According to the report, the early morning strikes hit positions of Iran-backed militias outside the town of Albu Kamal in Deir el-Zour province, killing mostly Pakistani fighters, according to the Syrian Observatory for Human Rights, a pro-Syrian opposition organization of uncertain funding.
Last Tuesday, at least eight Iran-backed fighters were killed in strikes near Damascus and in southern Syria, according to the war monitor, which is based in the UK but relies on a network of sources inside Syria.
On Saturday night, airstrikes near Albu Kamal killed at least 14 pro-Iran militia fighters from Iraq and Afghanistan, the Observatory said.
The Israeli military said it bombed “warehouses, command posts and military complexes, as well as batteries of surface-to-air missiles” in early morning retaliatory strikes following the discovery of mines planted near the Israel-Syria frontier.

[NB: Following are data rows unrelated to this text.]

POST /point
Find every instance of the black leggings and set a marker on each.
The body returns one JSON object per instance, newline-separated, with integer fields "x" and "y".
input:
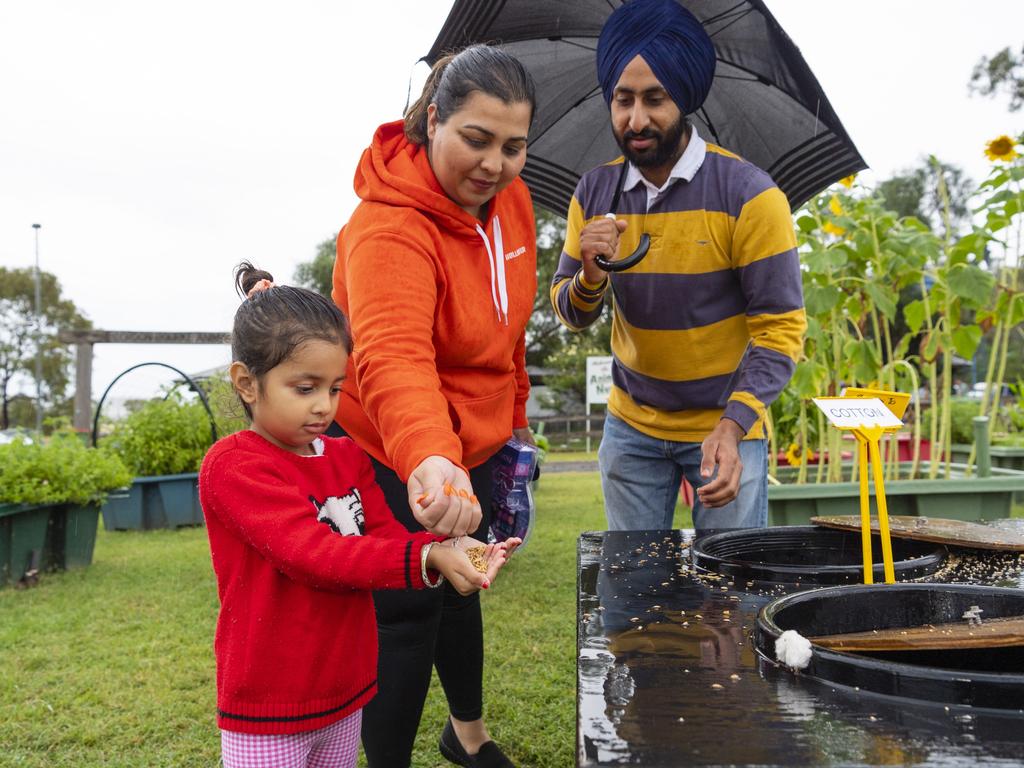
{"x": 418, "y": 630}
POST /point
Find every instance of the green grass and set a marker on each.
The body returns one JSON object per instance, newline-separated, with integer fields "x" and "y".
{"x": 570, "y": 456}
{"x": 113, "y": 665}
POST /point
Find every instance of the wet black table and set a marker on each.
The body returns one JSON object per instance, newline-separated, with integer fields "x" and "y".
{"x": 667, "y": 676}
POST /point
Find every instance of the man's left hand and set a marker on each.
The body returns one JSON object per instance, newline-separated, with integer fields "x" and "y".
{"x": 721, "y": 449}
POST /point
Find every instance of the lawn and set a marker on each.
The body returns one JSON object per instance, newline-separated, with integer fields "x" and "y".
{"x": 113, "y": 666}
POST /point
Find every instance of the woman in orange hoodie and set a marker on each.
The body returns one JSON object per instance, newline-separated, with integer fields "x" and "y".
{"x": 436, "y": 270}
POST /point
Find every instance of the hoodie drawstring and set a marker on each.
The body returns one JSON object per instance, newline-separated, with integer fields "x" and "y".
{"x": 496, "y": 259}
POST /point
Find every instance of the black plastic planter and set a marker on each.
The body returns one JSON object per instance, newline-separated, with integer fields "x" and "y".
{"x": 990, "y": 678}
{"x": 809, "y": 554}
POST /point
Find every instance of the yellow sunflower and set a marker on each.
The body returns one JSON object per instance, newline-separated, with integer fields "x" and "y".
{"x": 1001, "y": 147}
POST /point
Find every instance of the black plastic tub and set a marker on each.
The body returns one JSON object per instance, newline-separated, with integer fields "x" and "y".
{"x": 990, "y": 678}
{"x": 809, "y": 554}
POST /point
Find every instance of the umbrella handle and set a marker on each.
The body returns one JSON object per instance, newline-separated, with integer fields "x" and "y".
{"x": 630, "y": 261}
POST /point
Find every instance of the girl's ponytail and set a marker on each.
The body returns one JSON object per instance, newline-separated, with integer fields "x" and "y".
{"x": 477, "y": 69}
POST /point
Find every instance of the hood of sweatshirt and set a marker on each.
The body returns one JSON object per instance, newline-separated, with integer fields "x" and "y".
{"x": 438, "y": 301}
{"x": 395, "y": 171}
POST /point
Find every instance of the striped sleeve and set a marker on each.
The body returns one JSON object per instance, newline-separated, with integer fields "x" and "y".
{"x": 766, "y": 262}
{"x": 576, "y": 302}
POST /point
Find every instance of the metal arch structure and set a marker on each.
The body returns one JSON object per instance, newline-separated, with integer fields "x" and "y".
{"x": 188, "y": 379}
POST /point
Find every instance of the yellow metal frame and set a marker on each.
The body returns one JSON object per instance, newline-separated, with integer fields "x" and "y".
{"x": 867, "y": 444}
{"x": 868, "y": 439}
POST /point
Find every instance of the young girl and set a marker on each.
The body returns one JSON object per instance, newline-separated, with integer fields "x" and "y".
{"x": 299, "y": 536}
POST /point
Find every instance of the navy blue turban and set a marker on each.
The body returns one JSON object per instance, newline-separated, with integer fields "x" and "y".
{"x": 671, "y": 40}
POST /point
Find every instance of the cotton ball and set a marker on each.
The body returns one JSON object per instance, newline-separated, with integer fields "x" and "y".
{"x": 793, "y": 649}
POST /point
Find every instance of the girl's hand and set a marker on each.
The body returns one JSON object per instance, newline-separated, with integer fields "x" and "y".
{"x": 441, "y": 498}
{"x": 451, "y": 559}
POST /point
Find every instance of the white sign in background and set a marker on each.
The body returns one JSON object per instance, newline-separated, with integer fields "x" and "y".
{"x": 850, "y": 413}
{"x": 598, "y": 380}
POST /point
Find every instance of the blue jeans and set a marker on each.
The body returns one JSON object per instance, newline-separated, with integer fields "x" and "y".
{"x": 641, "y": 475}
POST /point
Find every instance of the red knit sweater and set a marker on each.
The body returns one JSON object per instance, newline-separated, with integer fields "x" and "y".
{"x": 297, "y": 545}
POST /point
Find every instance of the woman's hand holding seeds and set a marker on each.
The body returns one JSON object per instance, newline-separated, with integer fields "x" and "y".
{"x": 469, "y": 564}
{"x": 441, "y": 498}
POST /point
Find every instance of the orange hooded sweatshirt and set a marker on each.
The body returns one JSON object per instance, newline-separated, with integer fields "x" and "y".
{"x": 438, "y": 303}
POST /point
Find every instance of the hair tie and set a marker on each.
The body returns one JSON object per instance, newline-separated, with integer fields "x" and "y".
{"x": 261, "y": 285}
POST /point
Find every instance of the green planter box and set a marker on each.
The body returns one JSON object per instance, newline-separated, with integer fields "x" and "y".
{"x": 72, "y": 536}
{"x": 960, "y": 498}
{"x": 1007, "y": 457}
{"x": 23, "y": 541}
{"x": 159, "y": 502}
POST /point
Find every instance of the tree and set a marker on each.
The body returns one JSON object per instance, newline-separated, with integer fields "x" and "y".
{"x": 915, "y": 192}
{"x": 1004, "y": 72}
{"x": 549, "y": 343}
{"x": 317, "y": 274}
{"x": 19, "y": 342}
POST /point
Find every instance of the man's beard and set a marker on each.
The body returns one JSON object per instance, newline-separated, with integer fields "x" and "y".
{"x": 666, "y": 148}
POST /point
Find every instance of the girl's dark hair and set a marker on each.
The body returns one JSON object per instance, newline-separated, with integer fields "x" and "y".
{"x": 271, "y": 323}
{"x": 455, "y": 76}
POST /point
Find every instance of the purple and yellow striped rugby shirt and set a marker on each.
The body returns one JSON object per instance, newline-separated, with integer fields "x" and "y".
{"x": 711, "y": 323}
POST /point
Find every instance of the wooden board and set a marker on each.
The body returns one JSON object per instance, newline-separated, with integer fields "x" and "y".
{"x": 992, "y": 633}
{"x": 955, "y": 532}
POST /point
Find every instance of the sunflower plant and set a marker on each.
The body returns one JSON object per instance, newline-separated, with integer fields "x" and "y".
{"x": 859, "y": 261}
{"x": 999, "y": 237}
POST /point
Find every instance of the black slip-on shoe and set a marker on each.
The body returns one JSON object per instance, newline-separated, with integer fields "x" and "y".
{"x": 489, "y": 755}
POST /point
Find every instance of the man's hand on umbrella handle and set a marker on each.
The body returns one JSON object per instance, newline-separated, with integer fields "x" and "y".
{"x": 599, "y": 238}
{"x": 721, "y": 449}
{"x": 441, "y": 498}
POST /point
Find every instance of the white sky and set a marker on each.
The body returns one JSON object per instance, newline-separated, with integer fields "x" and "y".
{"x": 159, "y": 143}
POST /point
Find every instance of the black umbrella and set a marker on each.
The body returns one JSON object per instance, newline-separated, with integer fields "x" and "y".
{"x": 765, "y": 103}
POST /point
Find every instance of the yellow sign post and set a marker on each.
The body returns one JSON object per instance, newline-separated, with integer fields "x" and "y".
{"x": 867, "y": 419}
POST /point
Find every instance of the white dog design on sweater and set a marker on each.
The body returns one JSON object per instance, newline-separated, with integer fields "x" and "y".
{"x": 342, "y": 513}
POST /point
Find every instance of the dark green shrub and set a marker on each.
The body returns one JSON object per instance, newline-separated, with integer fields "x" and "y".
{"x": 62, "y": 469}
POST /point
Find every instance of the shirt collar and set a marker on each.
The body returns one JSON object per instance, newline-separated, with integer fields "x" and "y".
{"x": 685, "y": 168}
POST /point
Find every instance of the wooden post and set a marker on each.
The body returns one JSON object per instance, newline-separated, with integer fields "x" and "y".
{"x": 83, "y": 341}
{"x": 83, "y": 387}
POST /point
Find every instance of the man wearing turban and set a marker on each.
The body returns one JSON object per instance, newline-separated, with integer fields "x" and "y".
{"x": 708, "y": 327}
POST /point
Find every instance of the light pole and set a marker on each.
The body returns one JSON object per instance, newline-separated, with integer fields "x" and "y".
{"x": 39, "y": 342}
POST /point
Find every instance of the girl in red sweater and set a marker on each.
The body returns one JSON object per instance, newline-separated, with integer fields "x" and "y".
{"x": 299, "y": 537}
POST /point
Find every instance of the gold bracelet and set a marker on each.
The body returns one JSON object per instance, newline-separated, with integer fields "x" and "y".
{"x": 423, "y": 567}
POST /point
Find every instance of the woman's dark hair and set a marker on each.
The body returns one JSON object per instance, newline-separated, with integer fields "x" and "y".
{"x": 272, "y": 322}
{"x": 455, "y": 76}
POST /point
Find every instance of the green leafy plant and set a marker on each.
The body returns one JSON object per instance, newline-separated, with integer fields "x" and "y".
{"x": 164, "y": 437}
{"x": 60, "y": 470}
{"x": 962, "y": 413}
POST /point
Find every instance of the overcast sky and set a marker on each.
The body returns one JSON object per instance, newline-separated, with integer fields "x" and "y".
{"x": 159, "y": 143}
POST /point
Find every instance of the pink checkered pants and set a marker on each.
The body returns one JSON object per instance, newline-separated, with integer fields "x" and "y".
{"x": 335, "y": 745}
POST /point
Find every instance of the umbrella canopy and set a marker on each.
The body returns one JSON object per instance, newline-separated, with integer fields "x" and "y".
{"x": 765, "y": 103}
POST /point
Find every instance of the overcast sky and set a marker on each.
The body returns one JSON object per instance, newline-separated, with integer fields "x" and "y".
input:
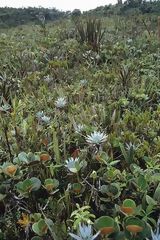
{"x": 59, "y": 4}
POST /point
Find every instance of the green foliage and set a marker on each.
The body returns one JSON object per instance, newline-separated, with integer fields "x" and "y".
{"x": 90, "y": 32}
{"x": 79, "y": 128}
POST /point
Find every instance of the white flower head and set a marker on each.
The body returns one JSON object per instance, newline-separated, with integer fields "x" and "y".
{"x": 42, "y": 117}
{"x": 156, "y": 235}
{"x": 83, "y": 82}
{"x": 73, "y": 165}
{"x": 85, "y": 233}
{"x": 61, "y": 102}
{"x": 39, "y": 115}
{"x": 96, "y": 138}
{"x": 79, "y": 128}
{"x": 48, "y": 78}
{"x": 46, "y": 119}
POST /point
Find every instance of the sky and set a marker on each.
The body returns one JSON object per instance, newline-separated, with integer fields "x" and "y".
{"x": 59, "y": 4}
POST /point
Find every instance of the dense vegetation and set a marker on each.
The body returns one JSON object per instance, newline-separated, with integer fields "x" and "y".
{"x": 79, "y": 129}
{"x": 11, "y": 17}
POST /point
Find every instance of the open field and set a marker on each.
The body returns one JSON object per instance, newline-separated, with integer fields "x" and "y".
{"x": 80, "y": 129}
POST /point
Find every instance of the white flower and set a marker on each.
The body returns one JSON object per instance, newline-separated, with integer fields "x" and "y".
{"x": 73, "y": 165}
{"x": 85, "y": 233}
{"x": 42, "y": 117}
{"x": 48, "y": 79}
{"x": 39, "y": 115}
{"x": 83, "y": 82}
{"x": 79, "y": 128}
{"x": 156, "y": 236}
{"x": 45, "y": 119}
{"x": 96, "y": 138}
{"x": 61, "y": 102}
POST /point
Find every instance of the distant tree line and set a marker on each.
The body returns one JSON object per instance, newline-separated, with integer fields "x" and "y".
{"x": 128, "y": 7}
{"x": 11, "y": 17}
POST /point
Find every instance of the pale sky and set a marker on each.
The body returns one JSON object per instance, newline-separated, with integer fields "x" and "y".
{"x": 59, "y": 4}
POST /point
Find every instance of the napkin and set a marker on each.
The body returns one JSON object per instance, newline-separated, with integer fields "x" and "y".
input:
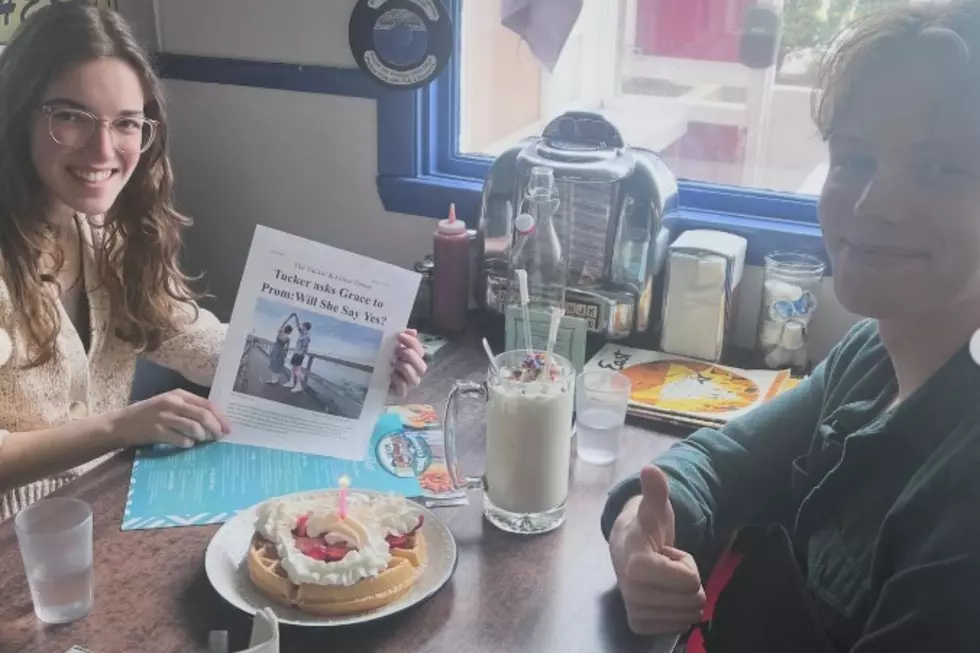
{"x": 544, "y": 24}
{"x": 265, "y": 633}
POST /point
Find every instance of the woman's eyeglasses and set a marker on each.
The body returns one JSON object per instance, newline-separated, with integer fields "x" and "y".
{"x": 74, "y": 128}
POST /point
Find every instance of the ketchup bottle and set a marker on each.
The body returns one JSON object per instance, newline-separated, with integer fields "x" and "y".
{"x": 450, "y": 278}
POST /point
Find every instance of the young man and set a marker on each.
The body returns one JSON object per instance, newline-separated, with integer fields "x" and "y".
{"x": 866, "y": 477}
{"x": 302, "y": 346}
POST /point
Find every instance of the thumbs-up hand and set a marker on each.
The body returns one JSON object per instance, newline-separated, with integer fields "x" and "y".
{"x": 661, "y": 586}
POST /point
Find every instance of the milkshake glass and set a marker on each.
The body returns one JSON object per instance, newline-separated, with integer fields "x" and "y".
{"x": 528, "y": 444}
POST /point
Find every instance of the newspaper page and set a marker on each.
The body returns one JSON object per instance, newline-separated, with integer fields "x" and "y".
{"x": 307, "y": 361}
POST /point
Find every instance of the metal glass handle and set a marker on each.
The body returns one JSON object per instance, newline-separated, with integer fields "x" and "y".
{"x": 460, "y": 389}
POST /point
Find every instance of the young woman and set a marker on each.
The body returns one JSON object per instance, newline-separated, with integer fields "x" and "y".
{"x": 868, "y": 474}
{"x": 299, "y": 355}
{"x": 89, "y": 241}
{"x": 277, "y": 357}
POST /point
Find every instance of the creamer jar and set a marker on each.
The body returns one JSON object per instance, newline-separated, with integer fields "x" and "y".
{"x": 529, "y": 438}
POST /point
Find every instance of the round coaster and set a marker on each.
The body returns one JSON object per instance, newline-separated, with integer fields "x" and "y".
{"x": 402, "y": 44}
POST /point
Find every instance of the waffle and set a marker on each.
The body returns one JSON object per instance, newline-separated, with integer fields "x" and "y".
{"x": 333, "y": 600}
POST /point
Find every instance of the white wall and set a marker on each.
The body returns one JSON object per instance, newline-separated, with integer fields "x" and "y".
{"x": 303, "y": 163}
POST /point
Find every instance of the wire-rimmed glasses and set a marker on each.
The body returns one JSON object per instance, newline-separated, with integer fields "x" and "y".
{"x": 74, "y": 128}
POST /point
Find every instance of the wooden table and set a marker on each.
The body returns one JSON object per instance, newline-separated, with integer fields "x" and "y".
{"x": 547, "y": 593}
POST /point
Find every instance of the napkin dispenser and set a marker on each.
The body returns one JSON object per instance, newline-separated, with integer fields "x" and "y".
{"x": 704, "y": 272}
{"x": 264, "y": 639}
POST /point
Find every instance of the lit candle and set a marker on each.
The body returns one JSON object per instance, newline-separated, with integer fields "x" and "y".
{"x": 343, "y": 482}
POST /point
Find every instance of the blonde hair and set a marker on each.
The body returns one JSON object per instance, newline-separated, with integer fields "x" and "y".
{"x": 950, "y": 31}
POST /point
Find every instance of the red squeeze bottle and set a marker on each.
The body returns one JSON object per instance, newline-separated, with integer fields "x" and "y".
{"x": 450, "y": 278}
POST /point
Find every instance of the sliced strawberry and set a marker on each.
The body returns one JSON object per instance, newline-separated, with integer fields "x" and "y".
{"x": 317, "y": 549}
{"x": 397, "y": 541}
{"x": 307, "y": 544}
{"x": 301, "y": 525}
{"x": 335, "y": 552}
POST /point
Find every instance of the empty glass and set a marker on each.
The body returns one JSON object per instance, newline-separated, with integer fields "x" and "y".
{"x": 55, "y": 537}
{"x": 601, "y": 399}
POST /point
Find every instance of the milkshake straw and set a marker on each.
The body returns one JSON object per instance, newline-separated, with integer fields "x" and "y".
{"x": 493, "y": 364}
{"x": 525, "y": 313}
{"x": 556, "y": 315}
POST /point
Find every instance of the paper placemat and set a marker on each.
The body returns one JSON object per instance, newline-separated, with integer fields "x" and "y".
{"x": 211, "y": 483}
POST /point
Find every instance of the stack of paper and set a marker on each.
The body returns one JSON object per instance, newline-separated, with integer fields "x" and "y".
{"x": 303, "y": 378}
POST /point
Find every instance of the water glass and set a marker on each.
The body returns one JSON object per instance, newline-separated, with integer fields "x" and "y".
{"x": 601, "y": 399}
{"x": 55, "y": 538}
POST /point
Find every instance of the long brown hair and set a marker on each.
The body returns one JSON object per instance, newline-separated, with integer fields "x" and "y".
{"x": 950, "y": 31}
{"x": 138, "y": 256}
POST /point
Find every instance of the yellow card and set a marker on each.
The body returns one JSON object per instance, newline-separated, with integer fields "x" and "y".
{"x": 14, "y": 12}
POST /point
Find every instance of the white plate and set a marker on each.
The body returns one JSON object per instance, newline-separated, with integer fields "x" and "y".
{"x": 227, "y": 569}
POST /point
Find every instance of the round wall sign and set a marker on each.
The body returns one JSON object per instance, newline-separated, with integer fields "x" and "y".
{"x": 401, "y": 43}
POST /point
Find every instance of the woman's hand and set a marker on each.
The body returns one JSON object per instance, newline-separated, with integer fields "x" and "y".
{"x": 409, "y": 364}
{"x": 177, "y": 417}
{"x": 661, "y": 586}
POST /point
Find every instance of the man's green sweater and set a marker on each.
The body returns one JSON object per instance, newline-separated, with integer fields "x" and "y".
{"x": 883, "y": 505}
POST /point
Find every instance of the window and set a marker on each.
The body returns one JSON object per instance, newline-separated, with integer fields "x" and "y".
{"x": 667, "y": 74}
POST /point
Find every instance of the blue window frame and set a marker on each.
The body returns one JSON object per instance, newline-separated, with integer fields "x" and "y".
{"x": 420, "y": 171}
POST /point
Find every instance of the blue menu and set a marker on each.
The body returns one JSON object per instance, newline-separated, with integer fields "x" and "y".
{"x": 211, "y": 483}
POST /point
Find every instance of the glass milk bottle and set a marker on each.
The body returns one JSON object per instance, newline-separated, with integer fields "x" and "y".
{"x": 538, "y": 249}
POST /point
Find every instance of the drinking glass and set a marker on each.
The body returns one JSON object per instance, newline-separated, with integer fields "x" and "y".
{"x": 601, "y": 399}
{"x": 55, "y": 538}
{"x": 528, "y": 448}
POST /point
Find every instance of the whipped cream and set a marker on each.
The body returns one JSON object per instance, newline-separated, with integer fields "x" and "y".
{"x": 276, "y": 521}
{"x": 396, "y": 515}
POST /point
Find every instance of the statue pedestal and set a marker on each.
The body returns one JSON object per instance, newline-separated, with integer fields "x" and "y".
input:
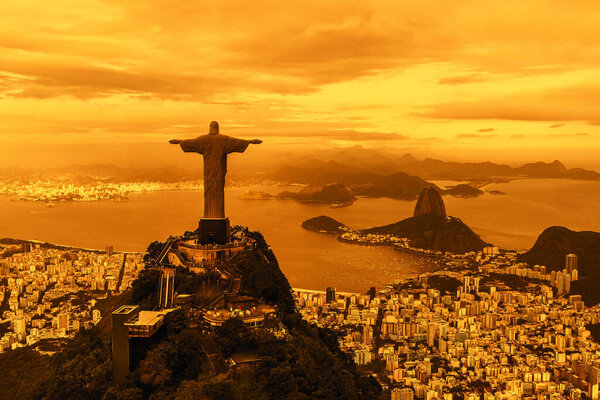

The military did not specify the location of the three sites, but they appeared to be military positions on the Syrian side of the Golan Heights.
Iran backs President Bashar Assad’s regime in Syria’s civil war.
The latest strikes came after Israel’s ambassador to the United Nations Gilad Erdan called on the Security Council to take immediate action to remove Iranian forces from Syria.
“Israel … demands a total rollback of Iran and its proxies from Syria and the removal of Iranian military infrastructure from Syrian territory,” he said in a letter addressed to the head of the UN Security Council.
Israel views a permanent Iranian military presence in Syria as an unacceptable threat, which it will take military action to prevent.
The IDF has launched hundreds of strikes in Syria since the start of the civil war in 2011 against moves by Iran to establish a permanent military presence in the country and efforts to transport advanced, game-changing weapons to terrorist groups in the region, principally Iran’s Lebanese proxy, Hezbollah.